Marie-George Buffet. D'abord une envie de comprendre, et de le faire sans raccourci. Je ressens de la souffrance, et de la colère. Je pense à ce salarié de Renault Le Mans, la semaine passée, qui me disait à peu près : " Pendant toutes ces années on s'est battus, jour après jour dans l'entreprise et vous, vous n'avez pas pris les décisions, alors ne faites pas porter la responsabilité sur le mouvement social. " Il y a chez des salariés le sentiment que nous les avons abandonnés. Un communiste, dans la même entreprise, m'a dit, " quand on ne respecte pas les gens, il ne faut pas s'attendre à être respecté ".
Dans le même temps, je veux souligner la capacité remarquable des communistes à être debout comme ils l'ont été, dès les jours qui ont suivi le 21 avril, pour faire face à Le Pen, pour mener ensuite une grande campagne des législatives. Il fallait du courage, ça n'était pas facile, les gens avaient parfois la dent dure avec les communistes. Maintenant, ils sont présents sur de multiples questions, déterminés dans la riposte à la droite. Je crois donc que cette idée communiste, cet engagement militant sont toujours là et que c'est à partir d'eux que l'on peut reconstruire.
- Peut-on dire cependant qu'un lien a été rompu ?
Marie-George Buffet. Ne caricaturons pas. Malgré notre affaiblissement, il y a toujours des communistes actifs dans les quartiers, dans les entreprises, contrairement à ce que l'on entend ici ou là ; mais oui, sans doute, malgré beaucoup d'efforts militants des liens ont été rompus. Longtemps, la classe ouvrière, les couches populaires se sont senties, en quelque sorte et même quand elles n'étaient pas en accord avec lui, représentées par le PCF. La désindustrialisation, les licenciements en masse ont contribué à casser ce rapport étroit entre notre Parti et notre peuple. Mais ce n'est pas la seule raison. Alors que les ouvriers existent, on a théorisé sur leur disparition. Il est vrai qu'il y a eu d'énormes évolutions, et nous avons eu raison de les analyser mais n'avons-nous pas dans le même temps donné l'impression de cesser de représenter, de défendre, de donner reconnaissance à ceux et celles qui travaillent dans des entreprises comme Toyota où la moyenne d'âge est de moins de trente ans où la plupart des salariés ont un bac plus 2 ; à ceux et celles qui travaillent dans les services, la grande distribution, la fonction publique avec des payes insuffisantes et des conditions de travail pénibles. Les mutations sociales n'ont pas fait disparaître l'exploitation. Il faut également regarder nos propres actes, notre façon de répondre à la crise du communisme qui affecte partout dans le monde les forces qui s'en réclament. Le PCF a entamé des mutations qui étaient nécessaires, pour être en prise avec ces bouleversements, pour rompre avec des modèles qui avaient échoué. Mais ces mutations ont souvent été vécues comme une série d'abandons et non comme la réaffirmation d'une identité communiste forte, d'une visée communiste d'aujourd'hui. Et la dernière période, dominée par la participation gouvernementale, a certainement amplifié ce brouillage. Des repères sur ce que nous représentions, nous mais aussi la gauche, ont été perdus. On me parle des privatisations dans tous les débats que je fais, avec l'idée que nous aurions cédé partout. Nos choix n'ont pas toujours été judicieux. Cela pose la question de la façon dont nous avons géré la participation au gouvernement. Enfin, je pense que nous devons beaucoup réfléchir à la façon dont nous avons traité notre positionnement par rapport à la gauche dans son ensemble et au PS en particulier.

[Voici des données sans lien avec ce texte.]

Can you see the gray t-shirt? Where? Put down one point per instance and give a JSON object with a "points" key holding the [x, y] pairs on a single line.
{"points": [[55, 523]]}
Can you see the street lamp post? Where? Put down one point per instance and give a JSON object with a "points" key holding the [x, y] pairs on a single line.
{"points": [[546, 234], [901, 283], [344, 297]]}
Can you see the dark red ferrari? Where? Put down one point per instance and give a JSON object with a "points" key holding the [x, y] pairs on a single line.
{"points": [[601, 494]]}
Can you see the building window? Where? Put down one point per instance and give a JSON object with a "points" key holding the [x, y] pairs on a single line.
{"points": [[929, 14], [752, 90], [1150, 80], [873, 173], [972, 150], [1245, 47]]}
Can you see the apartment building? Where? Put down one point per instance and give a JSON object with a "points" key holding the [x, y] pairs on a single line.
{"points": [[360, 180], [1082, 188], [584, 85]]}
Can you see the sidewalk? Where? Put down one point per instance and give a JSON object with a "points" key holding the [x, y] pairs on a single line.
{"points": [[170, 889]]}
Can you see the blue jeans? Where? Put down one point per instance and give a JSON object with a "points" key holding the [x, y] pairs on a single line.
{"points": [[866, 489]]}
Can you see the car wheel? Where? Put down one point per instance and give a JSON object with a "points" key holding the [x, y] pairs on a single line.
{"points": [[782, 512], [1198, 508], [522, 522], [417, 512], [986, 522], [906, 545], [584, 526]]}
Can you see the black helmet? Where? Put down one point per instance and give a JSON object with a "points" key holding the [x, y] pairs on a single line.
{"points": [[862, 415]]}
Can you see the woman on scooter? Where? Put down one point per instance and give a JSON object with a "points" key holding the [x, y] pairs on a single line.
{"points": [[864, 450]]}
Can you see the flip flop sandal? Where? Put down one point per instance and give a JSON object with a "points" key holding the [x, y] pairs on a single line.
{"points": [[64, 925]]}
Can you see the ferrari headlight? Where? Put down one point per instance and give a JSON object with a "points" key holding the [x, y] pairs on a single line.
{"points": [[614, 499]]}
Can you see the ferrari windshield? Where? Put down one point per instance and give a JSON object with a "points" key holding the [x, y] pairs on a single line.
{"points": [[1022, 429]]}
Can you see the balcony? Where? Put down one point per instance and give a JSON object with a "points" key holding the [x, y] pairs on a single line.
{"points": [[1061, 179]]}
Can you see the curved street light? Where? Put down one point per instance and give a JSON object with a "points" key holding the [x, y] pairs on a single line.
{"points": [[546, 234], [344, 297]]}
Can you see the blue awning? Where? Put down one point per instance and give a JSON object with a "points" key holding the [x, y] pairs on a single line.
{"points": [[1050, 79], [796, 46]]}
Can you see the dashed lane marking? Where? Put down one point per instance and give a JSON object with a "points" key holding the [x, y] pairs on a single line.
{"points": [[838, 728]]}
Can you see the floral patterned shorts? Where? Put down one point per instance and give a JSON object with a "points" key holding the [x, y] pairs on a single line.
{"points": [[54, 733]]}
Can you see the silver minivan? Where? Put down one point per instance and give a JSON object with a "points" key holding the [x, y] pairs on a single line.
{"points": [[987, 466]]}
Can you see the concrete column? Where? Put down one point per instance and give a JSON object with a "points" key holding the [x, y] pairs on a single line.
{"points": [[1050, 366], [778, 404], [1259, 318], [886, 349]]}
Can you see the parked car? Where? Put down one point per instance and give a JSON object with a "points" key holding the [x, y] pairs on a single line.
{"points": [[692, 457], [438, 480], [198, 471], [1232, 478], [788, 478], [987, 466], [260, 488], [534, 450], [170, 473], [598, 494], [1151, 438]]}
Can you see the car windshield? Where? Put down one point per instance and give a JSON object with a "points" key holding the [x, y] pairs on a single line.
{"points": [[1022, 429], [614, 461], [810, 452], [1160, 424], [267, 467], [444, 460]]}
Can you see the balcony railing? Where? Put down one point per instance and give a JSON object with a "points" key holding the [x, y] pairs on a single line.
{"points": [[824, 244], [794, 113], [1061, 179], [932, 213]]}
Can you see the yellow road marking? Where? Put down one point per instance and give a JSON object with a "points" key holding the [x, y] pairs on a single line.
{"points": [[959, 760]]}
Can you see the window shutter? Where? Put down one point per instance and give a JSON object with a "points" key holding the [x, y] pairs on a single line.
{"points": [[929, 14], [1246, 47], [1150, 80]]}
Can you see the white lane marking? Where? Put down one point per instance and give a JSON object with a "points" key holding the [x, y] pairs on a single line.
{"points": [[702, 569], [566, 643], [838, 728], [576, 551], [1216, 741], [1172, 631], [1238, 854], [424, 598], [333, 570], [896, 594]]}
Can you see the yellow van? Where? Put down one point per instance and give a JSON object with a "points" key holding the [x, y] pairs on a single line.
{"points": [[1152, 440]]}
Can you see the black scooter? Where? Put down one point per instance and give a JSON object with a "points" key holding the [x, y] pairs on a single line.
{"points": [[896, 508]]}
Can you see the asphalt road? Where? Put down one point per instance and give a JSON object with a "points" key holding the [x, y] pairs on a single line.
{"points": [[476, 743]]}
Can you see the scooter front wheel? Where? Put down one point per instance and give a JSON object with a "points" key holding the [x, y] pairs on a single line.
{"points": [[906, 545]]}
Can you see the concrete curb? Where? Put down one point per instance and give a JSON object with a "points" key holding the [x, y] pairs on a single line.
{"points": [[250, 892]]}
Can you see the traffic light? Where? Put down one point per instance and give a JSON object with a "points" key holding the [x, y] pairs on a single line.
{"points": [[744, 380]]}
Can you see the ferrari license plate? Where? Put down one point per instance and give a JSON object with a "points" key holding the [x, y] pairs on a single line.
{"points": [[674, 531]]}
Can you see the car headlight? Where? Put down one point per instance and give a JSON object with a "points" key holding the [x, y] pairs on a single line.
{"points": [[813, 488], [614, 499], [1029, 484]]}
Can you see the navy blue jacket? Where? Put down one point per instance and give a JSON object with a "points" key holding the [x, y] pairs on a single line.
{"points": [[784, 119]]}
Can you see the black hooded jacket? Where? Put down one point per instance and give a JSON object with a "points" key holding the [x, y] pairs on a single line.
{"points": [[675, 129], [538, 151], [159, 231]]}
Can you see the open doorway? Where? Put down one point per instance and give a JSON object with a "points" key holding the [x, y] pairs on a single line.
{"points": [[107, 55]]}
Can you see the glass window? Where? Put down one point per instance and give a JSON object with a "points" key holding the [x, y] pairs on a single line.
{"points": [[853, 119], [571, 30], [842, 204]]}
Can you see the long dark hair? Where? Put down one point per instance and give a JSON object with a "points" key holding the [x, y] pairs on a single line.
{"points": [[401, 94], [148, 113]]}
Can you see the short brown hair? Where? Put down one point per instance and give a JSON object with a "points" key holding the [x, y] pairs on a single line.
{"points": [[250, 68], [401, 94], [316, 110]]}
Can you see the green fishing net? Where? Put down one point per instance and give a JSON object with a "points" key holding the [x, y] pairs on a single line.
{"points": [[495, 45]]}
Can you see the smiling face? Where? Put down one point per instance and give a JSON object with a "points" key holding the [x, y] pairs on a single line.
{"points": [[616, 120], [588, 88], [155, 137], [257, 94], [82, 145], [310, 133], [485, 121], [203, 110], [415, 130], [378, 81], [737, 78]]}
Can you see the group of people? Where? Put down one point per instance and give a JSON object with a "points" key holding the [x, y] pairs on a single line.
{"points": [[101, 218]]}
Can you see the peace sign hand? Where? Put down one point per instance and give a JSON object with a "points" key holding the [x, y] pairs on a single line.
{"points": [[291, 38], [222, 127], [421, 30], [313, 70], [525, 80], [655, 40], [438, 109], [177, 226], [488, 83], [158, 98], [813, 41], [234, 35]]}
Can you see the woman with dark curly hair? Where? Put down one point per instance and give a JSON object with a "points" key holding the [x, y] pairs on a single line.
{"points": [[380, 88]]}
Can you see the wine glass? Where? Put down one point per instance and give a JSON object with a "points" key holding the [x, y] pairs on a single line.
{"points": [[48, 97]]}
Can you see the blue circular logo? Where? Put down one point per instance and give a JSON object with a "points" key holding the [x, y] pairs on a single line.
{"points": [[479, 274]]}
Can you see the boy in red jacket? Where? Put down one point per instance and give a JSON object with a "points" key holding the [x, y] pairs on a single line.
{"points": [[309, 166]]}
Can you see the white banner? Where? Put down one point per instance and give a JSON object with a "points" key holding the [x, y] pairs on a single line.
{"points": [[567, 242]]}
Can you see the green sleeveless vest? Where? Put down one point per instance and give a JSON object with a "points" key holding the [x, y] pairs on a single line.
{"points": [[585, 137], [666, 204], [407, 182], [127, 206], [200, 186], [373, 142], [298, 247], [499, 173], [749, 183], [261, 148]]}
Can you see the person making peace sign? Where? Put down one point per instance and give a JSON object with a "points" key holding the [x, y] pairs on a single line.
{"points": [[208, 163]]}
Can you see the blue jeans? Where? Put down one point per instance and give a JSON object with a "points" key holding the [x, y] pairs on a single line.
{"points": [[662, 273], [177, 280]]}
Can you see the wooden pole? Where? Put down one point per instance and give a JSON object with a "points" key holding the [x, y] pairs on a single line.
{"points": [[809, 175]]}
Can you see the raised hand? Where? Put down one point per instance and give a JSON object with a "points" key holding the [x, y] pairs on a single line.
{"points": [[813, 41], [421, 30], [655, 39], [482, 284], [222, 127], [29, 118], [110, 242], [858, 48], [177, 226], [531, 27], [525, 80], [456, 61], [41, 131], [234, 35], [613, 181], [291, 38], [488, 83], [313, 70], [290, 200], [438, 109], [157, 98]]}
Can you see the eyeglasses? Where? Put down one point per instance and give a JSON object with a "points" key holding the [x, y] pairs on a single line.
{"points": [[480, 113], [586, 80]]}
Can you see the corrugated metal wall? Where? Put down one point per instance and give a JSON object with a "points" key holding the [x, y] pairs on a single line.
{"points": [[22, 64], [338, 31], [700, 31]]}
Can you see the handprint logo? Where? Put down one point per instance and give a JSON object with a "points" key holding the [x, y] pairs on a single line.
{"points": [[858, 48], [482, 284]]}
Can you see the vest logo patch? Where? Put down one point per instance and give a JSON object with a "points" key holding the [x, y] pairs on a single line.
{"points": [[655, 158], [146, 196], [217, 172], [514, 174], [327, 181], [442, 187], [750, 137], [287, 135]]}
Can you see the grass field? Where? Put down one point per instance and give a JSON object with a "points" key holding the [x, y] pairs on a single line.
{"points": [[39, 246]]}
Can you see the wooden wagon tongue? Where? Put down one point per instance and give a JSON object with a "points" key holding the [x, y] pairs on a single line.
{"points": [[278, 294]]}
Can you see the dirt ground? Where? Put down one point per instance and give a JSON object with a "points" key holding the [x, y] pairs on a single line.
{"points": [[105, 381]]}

- Certains vous reprochent d'avoir oublié ces salariés, les précaires, les femmes, le travail pénible pour ne plus s'occuper que des " sans ", sans droits, sans papiers...
Marie-George Buffet. Là, je me fâche. C'est vrai, mais pour ma part, je n'accepte pas cette opposition. Il faut aborder avec courage cette question, en communiste. Oui, il faut défendre les " sans ", sinon pourquoi être communiste ! Nous voulons le respect de chaque individu, nous voulons faire reculer l'exploitation. Il faut rassembler les " sans ", les salariés face à la droite et à un système qui les bafoue. Il est vrai que les salariés modestes n'ont pas vu leur vie s'améliorer sous la gauche plurielle. Sur certains points, c'est même le contraire. Du coup, on semblait à la fois " oublier " ces salariés ou retraités à faible revenus, et en même temps, d'autres, notamment des jeunes nous reprochaient de ne pas aller assez loin sur des questions comme le droit de vote des résidents étrangers. Je suis marquée par le fait que de plus en plus d'individus cherchent la responsabilité de leurs malheurs chez le voisin, chez celui qui est différent. Il faut oser s'opposer à ces idées. Notre raison d'être c'est de combattre avec tous ceux qui sont victimes de la classe dominante. " Ensemble ", c'est la réponse essentielle.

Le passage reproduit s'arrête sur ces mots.